Amateur Radio Volunteers Assist California Fire

Amateur Radio Emergency Service® (ARES®) volunteers have pitched in to assist where needed to provide or support communication as catastrophic wildfires have struck California. Volunteers from multiple ARRL Sections in the state have stepped up to help, as some fires remain out of control. The fires have claimed several lives, destroyed more than 1,000 homes, and forced countless residents to evacuate, including radio amateurs. ARRL Sacramento Valley Section Emergency Coordinator (SEC) Greg Kruckewitt, KG6SJT, said this week that things have calmed somewhat compared to the past couple of weeks, with American Red Cross shelter communicators stepping down after 10 days of support. Initially, there were four shelters in Redding. On August 5, the Shasta-Tehama ARES team was able to take its communications trailer to Trinity County to support a shelter in Weaverville opened for Carr Fire evacuees, he said.

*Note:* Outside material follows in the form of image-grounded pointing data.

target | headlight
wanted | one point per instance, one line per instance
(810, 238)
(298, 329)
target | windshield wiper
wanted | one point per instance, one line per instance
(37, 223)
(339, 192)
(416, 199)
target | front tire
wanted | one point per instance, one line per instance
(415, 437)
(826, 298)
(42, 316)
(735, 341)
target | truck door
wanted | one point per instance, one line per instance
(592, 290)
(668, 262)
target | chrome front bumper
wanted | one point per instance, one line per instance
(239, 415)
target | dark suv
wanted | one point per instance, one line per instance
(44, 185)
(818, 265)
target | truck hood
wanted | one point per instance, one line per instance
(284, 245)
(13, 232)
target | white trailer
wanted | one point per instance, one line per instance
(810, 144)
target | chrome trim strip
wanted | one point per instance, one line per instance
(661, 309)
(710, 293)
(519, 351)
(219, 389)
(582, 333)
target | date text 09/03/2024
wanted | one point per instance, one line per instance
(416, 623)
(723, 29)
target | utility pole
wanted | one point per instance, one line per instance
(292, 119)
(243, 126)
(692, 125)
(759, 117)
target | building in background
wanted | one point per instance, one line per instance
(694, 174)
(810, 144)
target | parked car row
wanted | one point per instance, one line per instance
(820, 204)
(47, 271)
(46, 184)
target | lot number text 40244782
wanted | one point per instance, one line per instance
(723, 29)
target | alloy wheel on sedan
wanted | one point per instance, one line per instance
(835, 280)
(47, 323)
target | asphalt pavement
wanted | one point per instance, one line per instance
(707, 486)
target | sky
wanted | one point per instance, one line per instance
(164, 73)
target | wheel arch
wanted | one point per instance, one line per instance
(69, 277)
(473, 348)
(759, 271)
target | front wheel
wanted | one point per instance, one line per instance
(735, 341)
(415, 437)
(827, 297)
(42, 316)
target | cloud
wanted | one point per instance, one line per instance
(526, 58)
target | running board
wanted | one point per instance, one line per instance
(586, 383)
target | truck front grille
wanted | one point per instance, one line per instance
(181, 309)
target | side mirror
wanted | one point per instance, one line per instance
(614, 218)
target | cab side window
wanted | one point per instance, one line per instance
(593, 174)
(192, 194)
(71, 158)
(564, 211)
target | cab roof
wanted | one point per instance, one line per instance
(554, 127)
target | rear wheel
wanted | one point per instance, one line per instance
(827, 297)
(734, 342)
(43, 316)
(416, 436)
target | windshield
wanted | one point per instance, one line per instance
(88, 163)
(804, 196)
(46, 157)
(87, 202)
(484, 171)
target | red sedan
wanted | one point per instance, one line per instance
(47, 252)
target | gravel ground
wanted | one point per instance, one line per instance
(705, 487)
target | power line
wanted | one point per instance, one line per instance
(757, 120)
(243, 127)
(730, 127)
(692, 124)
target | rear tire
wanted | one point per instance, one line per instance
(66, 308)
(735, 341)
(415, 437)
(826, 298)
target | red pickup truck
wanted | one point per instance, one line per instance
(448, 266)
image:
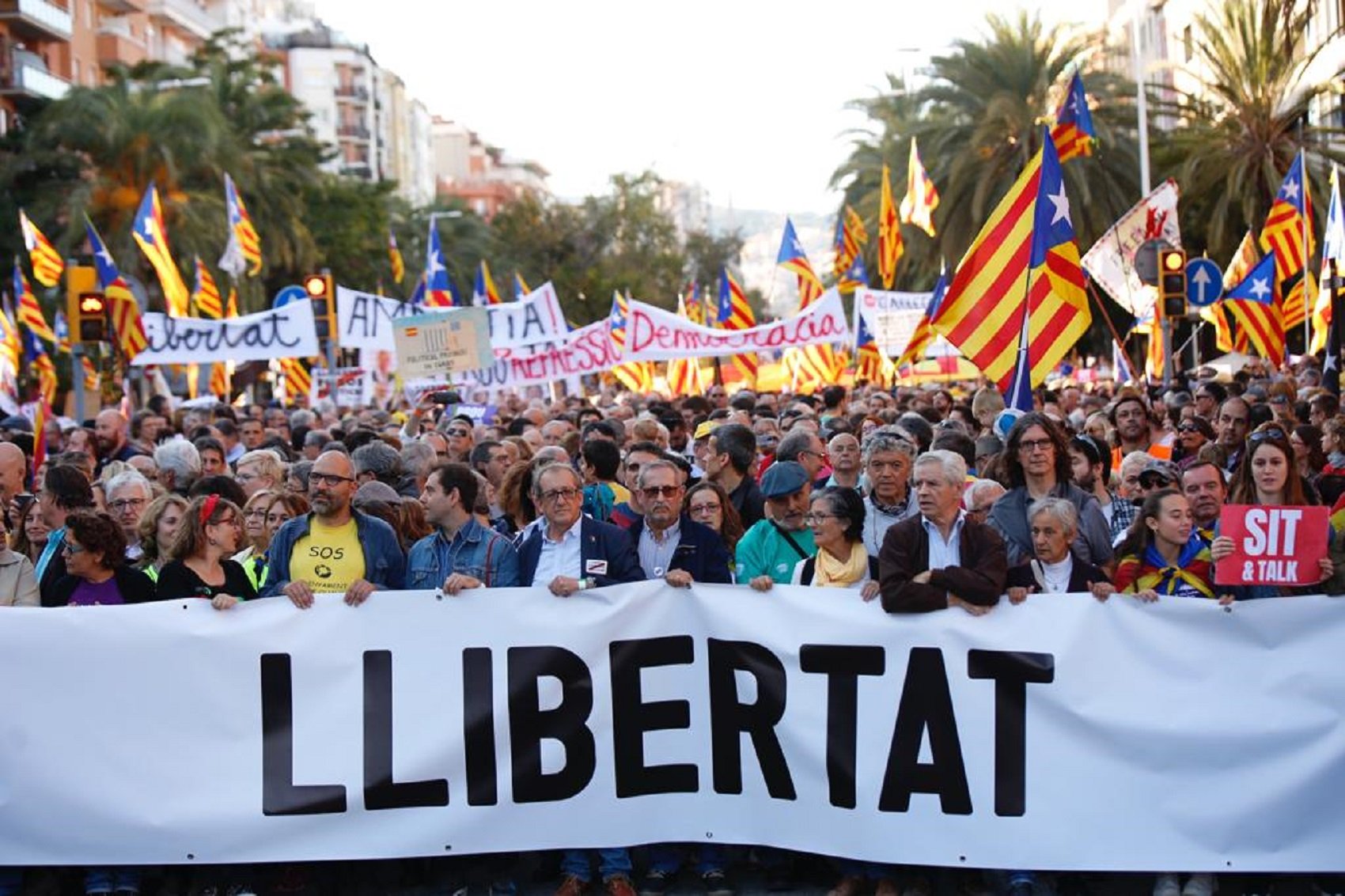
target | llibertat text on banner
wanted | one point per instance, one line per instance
(1060, 734)
(278, 333)
(365, 320)
(654, 334)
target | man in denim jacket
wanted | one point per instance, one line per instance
(461, 554)
(334, 548)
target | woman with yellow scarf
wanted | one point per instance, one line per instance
(835, 517)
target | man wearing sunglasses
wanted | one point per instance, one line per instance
(334, 548)
(670, 545)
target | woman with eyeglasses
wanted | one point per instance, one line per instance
(201, 564)
(835, 516)
(256, 535)
(709, 505)
(157, 527)
(94, 550)
(1037, 464)
(1267, 474)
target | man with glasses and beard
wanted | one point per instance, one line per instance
(334, 548)
(670, 545)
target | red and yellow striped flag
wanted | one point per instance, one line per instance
(47, 264)
(922, 198)
(889, 234)
(1020, 278)
(206, 293)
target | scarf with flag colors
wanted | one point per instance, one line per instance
(206, 293)
(1289, 236)
(889, 234)
(394, 259)
(736, 314)
(635, 376)
(1255, 308)
(851, 238)
(30, 312)
(241, 228)
(1020, 283)
(922, 198)
(1074, 132)
(814, 366)
(121, 304)
(47, 264)
(484, 291)
(152, 237)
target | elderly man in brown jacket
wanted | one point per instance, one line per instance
(941, 558)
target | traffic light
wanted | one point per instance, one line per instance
(1172, 282)
(322, 291)
(86, 307)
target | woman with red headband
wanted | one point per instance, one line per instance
(201, 564)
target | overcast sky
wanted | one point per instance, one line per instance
(743, 96)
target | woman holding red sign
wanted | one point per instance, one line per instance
(1164, 554)
(1267, 475)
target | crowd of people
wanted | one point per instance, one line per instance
(908, 497)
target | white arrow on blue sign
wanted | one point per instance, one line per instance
(1204, 283)
(288, 295)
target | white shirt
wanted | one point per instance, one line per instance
(945, 554)
(561, 558)
(657, 550)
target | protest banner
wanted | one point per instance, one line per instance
(654, 334)
(278, 333)
(353, 387)
(443, 343)
(891, 316)
(803, 719)
(1112, 260)
(365, 320)
(1273, 545)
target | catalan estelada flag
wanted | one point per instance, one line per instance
(152, 237)
(30, 312)
(241, 228)
(735, 312)
(47, 264)
(924, 333)
(889, 234)
(1020, 278)
(207, 293)
(439, 291)
(394, 257)
(1289, 236)
(922, 198)
(1074, 132)
(813, 366)
(121, 304)
(484, 291)
(635, 376)
(851, 238)
(1254, 307)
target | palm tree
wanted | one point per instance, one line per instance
(979, 121)
(1243, 124)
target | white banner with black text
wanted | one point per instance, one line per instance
(1062, 734)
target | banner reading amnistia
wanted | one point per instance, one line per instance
(1062, 734)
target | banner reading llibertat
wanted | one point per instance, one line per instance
(1060, 734)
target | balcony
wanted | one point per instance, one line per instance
(28, 80)
(188, 15)
(36, 19)
(116, 46)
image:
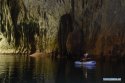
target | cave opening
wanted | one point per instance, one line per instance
(65, 27)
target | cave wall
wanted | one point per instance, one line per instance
(101, 22)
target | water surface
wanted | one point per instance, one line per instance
(25, 69)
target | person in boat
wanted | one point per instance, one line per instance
(86, 57)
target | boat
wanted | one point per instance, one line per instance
(87, 63)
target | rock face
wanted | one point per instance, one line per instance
(47, 25)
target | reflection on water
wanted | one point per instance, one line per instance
(25, 69)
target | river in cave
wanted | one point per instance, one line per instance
(26, 69)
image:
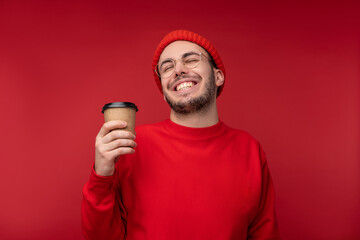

“This relieved the Sacramento County ARES volunteers who had been up there for several days,” Kruckewitt said. “For mutual assistance to Weaverville, it is a 4.5- to 5.5-hour drive for the Sacramento Valley Section people who helped out. Communications at the shelter have been important, as power and cell phone coverage is often spotty, with power going off for hours at a time.” All ARES activations for the Carr Fire ended the evening of August 7.

Read the full story here:
http://www.arrl.org/news/amateur-radio-emergency-service-volunteers-assist-in-california-fire-response

2018 Hurricane Season: Some Nets to Know

Caribbean Emergency and Weather Net – Meets daily at 1030Z and 2230Z on 3815 kHz. The Caribbean Emergency and Weather Net was established in 1958 by Colonel Henry Frew, KV4BZ, for the purpose of having a general calling frequency for the Caribbean Islands and their North and South American friends. The net’s original name was the Antilles Emergency Net.
Hurricane Watch Net — 14.325 MHz (day)/7.268 MHz (night). Activated whenever a hurricane is within 300 statute miles of expected land-fall. Disseminates storm information and relays meteorological data to National Hurricane Center via embedded NHC station WX4NHC. Also relays post-storm damage reports and other relevant information.
Intercontinental Net — 7 AM to noon US Eastern Time – 14.300 MHz. Provides a means of emergency communications to any location where the normal means are disrupted by local disaster such as fire, earthquake, storms, floods and terrorist activity.
Maritime Mobile Service Net — 12 PM to 9 PM US EST or 12 PM to 10 PM EDT – 14.300 MHz – The network acts as a weather beacon for ships during periods of severe weather and regularly repeats high seas and tropical weather warnings and bulletins from the National Weather Service and the National Hurricane Center.
14.300 MHz Net Information – More information about nets on 14.300 MHz.
Salvation Army Team Emergency Radio Network (SATERN) – 14.265 MHz – The purpose of the SATERN net is to support the Salvation Army operations in local, regional and international disaster situations, as well as other functions.
VOiP SKYWARN/Hurricane Net — A weekly Prep Net is held on Sundays at 0000 UTC, which is Saturday evenings for most of North America. Join by connecting to the EchoLink WX-TALK conference server, IRLP Reflector 9219 or if necessary to one of the backup systems. Monitor the net during hurricanes and other major severe weather events.